UN PROJET, QUATRE CLASSES
La coopération industrielle dans le secteur de défense est souvent considérée comme une mesure innovante, mais elle n’a cependant rien de nouveau. Avec les huit unités iraniennes, les classes Kortenaer/bremen/elli/ Van Heemskerck auraient ainsi représenté 28 navires ; une série d’autant plus impressionnante que le rythme de construction adopté était élevé. Le volume et la vitesse des admissions ne se sont cependant pas faits au détriment de la qualité. Le Kortenaer, actuel Kountouriotis, a été admis au service en octobre 1978 et va donc prochainement passer le cap des 40 ans de service. Les deux dernières Bremen allemandes, dont la production avait été relancée six ans après une première série de six unités, sont encore en service. De même, les impératifs de l’époque n’ont guère entravé l’adaptabilité des navires au regard de nouveaux capteurs ou armements – il a ainsi été question de doter les Elli d’un système VLS Mk41 –, la carène elle-même ayant montré de surprenantes facultés d’adaptation lorsque deux unités ont été reconverties en super yachts.
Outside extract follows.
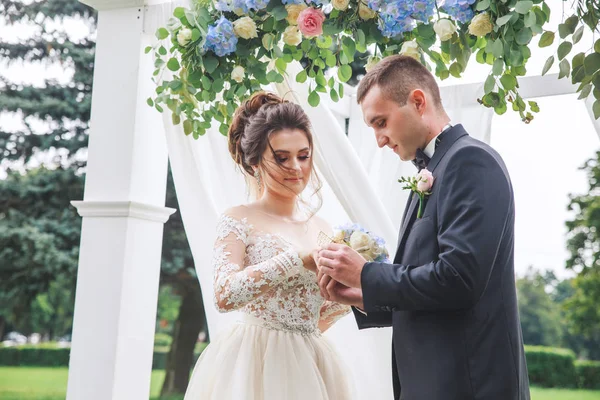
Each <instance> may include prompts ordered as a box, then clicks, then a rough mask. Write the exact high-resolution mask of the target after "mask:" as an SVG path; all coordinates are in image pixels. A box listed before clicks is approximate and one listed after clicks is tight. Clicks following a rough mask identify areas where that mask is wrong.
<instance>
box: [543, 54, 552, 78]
mask: <svg viewBox="0 0 600 400" xmlns="http://www.w3.org/2000/svg"><path fill="white" fill-rule="evenodd" d="M552 64H554V56H550V57H549V58H548V59H547V60H546V63H545V64H544V68H543V69H542V76H543V75H546V73H547V72H548V71H549V70H550V68H551V67H552Z"/></svg>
Reste que le design des bâtiments est historiquement marqué. S’ils ont été engagés jusqu’au large de la Somalie et qu’ils ont fréquemment traversé l’atlantique, ils ont d’abord été conçus pour des applications régionales, dans le cadre particulier de task-forces de L’OTAN. Bien adaptés au contexte grec – la proximité des îles et des batteries de missiles surface-surface, l’appui de l’aviation –, ils souffrent cependant de leurs dimensions et de leur déplacement, certes dans la moyenne haute de la fin de la guerre froide, mais faible au regard des standards contemporains. Si elles représentaient certes un saut comparativement aux Van Speijk (2 850 t.p.c. (1)), ces frégates n’ont pas l’endurance et le confort des bâtiments modernes. Il est difficile de les envisager engagées dans des stations de longue durée avec rotation des équipages, par exemple. Surtout, leur petite taille, comme celle d’autres frégates telles que les Oliver H. Perry, pose le problème des entretiens majeurs. Le remplacement des turbines à gaz, par exemple, est assez malaisé.
Durant la guerre froide, le volume des forces et la disposition d’infrastructures industrielles adaptées – d’autant plus disponibles que deux pays les fabriquaient – ne posaient guère de problèmes de planification au regard d’arrêts techniques plus longs. Le choix de bâtiments plus polyvalents, plus lourds mais plus coûteux – et donc moins nombreux – facilite ainsi le maintien en condition opérationnelle. Reste que pour la Grèce, ce changement de stratégie des moyens suscite des questions, dans un contexte budgétaire contraint : par quoi les remplacer ? L’hypothèse d’un suivisme des grandes marines, se traduisant par l’achat de FREMM, avait été évoquée avant la crise financière de 2008. Finalement, Athènes se tournera plus probablement vers des bâtiments au tonnage moindre, tels que la Gowind, voire la FTI, ou leur combinaison. Bien qu’ils aient une plus faible endurance, ces bâtiments sont cependant bien adaptés à la stratégie grecque et à la majorité des déploiements d’athènes, tout en laissant augurer des performances accrues dans le domaine des capteurs.